Voici l'histoire tumultueuse derrière la publication du journal racontée par la demi-soeur d'Anne, Eva Schloss

Anne Frank, à l'âge de 12 ans, à l'école à Amsterdam, en 1941. (Domaine public)
Anne Frank, à l'âge de 12 ans, à l'école à Amsterdam, en 1941. (Domaine public)

C’est le 4 août 1944. La Gestapo a mené une opération dans l’annexe secrète où Anne Frank et sa famille s’étaient cachées et l’officier Karl Silberbauer s’est saisi du porte-document en cuir d’Otto Frank pour transporter le butin trouvé là-bas.

Il était arrivé qu’Anne dissimule dans ce porte-document son journal intime décrivant les deux années durant lesquelles les Frank, aux côtés de la famille Dussel, avaient vécu dans la clandestinité au 263 Prinsengracht, à Amsterdam.

Ce n’était pas le cas ce jour-là. Une fois que tout le monde a été rassemblé et que les pièces ont été vidées, Miep Gies, qui avait aidé à cacher les familles dans l’annexe située au-dessus de l’entreprise d’épices d’Otto, a collecté les papiers éparpillés sur le sol et les a mis de côté pour le retour d’Anne.

Mais ce moment n’est jamais arrivé. La famille a été déportée à Auschwitz, où l’épouse d’Otto, Edith, a péri. Les deux filles, Margot et Anne, sont mortes ultérieurement à Bergen-Belsen. Après la guerre, Miep a renvoyé le journal à Otto, disant : « Voilà le testament que votre fille Anne vous a légué ».

L’histoire expliquant comment Anne avait reçu le journal à carreaux rouge et blanc emblématique de la part de ses parents le 12 juin 1942 – lors de son 13e anniversaire – est célèbre. Son premier écrit exprimait l’espoir qu’elle puisse se confier entièrement à son journal et qu’il serait pour elle un soutien et un réconfort.

Elle n’aura écrit dedans que quelques semaines en tant qu’être humain libre, jusqu’à ce que sa soeur Margot ne reçoive un appel ordonnant le départ de la famille dans un camp de travail en Allemagne, entraînant le début de la vie dans la clandestinité des Frank et de leurs filles. Le journal est devenu, pour Anne, le confident du temps qui passe, l’outil de sa découverte d’elle-même et de sa compréhension du monde, ce monde complexe qui l’entourait déchiré par la guerre brutale qui faisait rage.

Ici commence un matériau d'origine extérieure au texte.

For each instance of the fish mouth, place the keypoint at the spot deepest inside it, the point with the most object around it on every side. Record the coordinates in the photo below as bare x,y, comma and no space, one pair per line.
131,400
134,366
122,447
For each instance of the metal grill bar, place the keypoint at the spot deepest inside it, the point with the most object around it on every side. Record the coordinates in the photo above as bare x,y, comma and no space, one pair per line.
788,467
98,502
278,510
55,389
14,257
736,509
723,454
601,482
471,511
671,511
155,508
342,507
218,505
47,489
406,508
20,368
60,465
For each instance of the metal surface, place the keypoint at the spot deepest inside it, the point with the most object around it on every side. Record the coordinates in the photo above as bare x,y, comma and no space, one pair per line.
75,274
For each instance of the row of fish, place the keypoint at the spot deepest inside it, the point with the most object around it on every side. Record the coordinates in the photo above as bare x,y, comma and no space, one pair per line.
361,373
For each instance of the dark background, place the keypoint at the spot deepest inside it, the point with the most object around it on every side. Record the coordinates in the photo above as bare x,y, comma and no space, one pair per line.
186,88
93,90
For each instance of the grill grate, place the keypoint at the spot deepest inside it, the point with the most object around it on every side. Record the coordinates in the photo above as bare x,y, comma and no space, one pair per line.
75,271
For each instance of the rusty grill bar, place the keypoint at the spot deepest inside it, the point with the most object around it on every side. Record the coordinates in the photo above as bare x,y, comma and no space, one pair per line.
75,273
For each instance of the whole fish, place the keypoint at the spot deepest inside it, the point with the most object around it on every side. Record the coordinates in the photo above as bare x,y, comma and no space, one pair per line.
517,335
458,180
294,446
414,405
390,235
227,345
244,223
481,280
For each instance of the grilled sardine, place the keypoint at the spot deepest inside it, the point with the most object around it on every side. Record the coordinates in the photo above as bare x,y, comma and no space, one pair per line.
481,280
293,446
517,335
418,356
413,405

Anne Frank. (Crédit : Flickr Commons)
Anne Frank. (Crédit : Flickr Commons)

Elle avait appelé ce journal intime Kitty et, durant sa vie dans la clandestinité, y a couché ses pensées les plus intimes.

Une lettre du 9 octobre 1942 affirme que « nos nombreuses connaissances juives sont enlevées une à une par des groupes. La Gestapo n’est vraiment pas tendre avec elles, tous sont tout simplement entassés dans des wagons à bestiaux à Westerbork, le grand camp juif de Drente… Si les conditions de vie en Hollande sont déjà si mauvaises, comment vont-ils vivre dans des régions lointaines et barbares, où sont-ils envoyés au loin ? Nous supposons que la plupart d’entre eux sont tués. La radio anglaise dit qu’ils sont gazés ».

‘Si les conditions de vie en Hollande sont déjà si mauvaises, comment vont-ils vivre dans des régions lointaines et barbares, où sont-ils envoyés au loin ?’

Et le 3 février 1944, quelques mois avant l’arrestation d’Anne, le 3 février 1944, elle écrit : « J’en suis à ce point où je ne suis plus inquiète de vivre ou de mourir. Le monde continuera à tourner sans moi et je ne peux rien faire pour changer les événements de toute façon. Je peux simplement laisser aller les choses et me concentrer sur l’étude en espérant que tout ira bien finalement. »

Lorsque les Russes ont libéré Auschwitz en janvier 1945, Otto Frank a fait le voyage de retour à Amsterdam seul. Eva Schloss, âgée alors de 15 ans, et sa mère Fritzi ont, elles aussi, pris le même chemin. Le père et le frère d’Eva avaient été également envoyés à Auschwitz, et sont morts plus tard à Mauthausen.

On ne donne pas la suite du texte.